Cabinet Approves 2% Dearness Allowance Hike for Central Government Employees and Pensioners
Additional DA/DR instalment effective from January 1, 2026; to cost exchequer Rs 6,791 crore annually, benefiting over 1.18 crore people

The Union Cabinet, chaired by Prime Minister Narendra Modi, has approved the release of an additional instalment of Dearness Allowance (DA) for Central Government employees and Dearness Relief (DR) for pensioners, effective from January 1, 2026.
This hike represents a 2% increase over the existing rate of 58%, bringing the new DA/DR rate to 60% of basic pay or pension. The move aims to provide partial compensation to government staff and retirees against the rising cost of living and inflation.
The decision comes as a much-awaited relief for millions of central government workers and pensioners, especially after some delay in the usual announcement timeline. Dearness Allowance is a critical component of the salary structure for central employees, calculated as a percentage of basic pay to offset inflationary pressures. Similarly, Dearness Relief serves the same purpose for pensioners, ensuring their fixed incomes do not lose value over time.
According to official details, the combined financial impact of this increase on the government exchequer will be approximately Rs. 6,791.24 crore per annum. This substantial outlay underscores the government’s commitment to the welfare of its workforce, even as it manages fiscal responsibilities.
The hike is expected to directly benefit around 50.46 lakh Central Government employees and 68.27 lakh pensioners, bringing the total number of beneficiaries to nearly 1.19 crore people across the country.
This latest adjustment follows the standard formula recommended by the 7th Central Pay Commission and accepted by the government. The formula links DA/DR revisions to the All-India Consumer Price Index for Industrial Workers (AICPI-IW). The 2% rise is based on the average index movement over the 12-month period ending December 2025, reflecting moderate inflationary trends in the recent past.
For individual employees, the actual monetary benefit will vary depending on their basic pay. For instance, an employee with a basic pay of Rs. 50,000 will see an additional Rs. 1,000 per month in DA (2% of basic pay). Over a year, this translates to Rs. 12,000 extra, not including any arrears that may be paid for the period from January 2026 onwards once the order is implemented in salaries.

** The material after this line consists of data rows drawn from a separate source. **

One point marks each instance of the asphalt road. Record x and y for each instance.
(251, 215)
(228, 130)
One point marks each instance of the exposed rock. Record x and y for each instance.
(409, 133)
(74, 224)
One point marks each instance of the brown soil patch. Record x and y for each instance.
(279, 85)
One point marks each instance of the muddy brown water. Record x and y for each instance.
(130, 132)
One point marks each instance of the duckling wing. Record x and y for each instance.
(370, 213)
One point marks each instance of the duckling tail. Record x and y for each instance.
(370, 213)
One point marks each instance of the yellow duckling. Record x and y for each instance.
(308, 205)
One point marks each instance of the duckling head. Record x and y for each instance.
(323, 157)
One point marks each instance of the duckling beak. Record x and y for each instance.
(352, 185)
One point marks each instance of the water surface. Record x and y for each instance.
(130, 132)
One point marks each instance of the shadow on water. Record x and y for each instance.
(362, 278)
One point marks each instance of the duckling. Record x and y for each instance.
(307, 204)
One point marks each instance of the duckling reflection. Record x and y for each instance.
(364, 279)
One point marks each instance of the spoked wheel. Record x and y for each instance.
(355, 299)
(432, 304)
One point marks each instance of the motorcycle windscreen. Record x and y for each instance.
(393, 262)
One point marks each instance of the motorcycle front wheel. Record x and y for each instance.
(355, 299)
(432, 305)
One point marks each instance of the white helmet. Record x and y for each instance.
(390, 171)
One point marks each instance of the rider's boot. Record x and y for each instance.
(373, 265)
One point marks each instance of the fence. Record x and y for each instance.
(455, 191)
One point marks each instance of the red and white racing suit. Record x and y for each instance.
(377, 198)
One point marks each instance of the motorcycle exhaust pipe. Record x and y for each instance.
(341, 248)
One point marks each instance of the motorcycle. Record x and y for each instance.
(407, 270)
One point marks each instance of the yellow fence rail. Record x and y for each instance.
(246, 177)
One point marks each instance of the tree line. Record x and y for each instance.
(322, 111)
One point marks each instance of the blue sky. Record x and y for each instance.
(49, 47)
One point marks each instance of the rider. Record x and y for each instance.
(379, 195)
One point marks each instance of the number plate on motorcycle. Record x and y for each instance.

Pensioners will receive a similar proportional increase in their monthly pensions through enhanced Dearness Relief. This is particularly significant for retired government servants, many of whom rely heavily on pensions as their primary source of income in their post-retirement years.
The approval reflects the periodic nature of DA revisions, which are typically announced twice a year — in January and July — based on inflation data. The previous hike of 3% (taking DA from 55% to 58%) was implemented effective July 1, 2025. With this new 2% increase, the cumulative DA has continued its upward trajectory, helping to maintain the real value of salaries and pensions amid fluctuating economic conditions.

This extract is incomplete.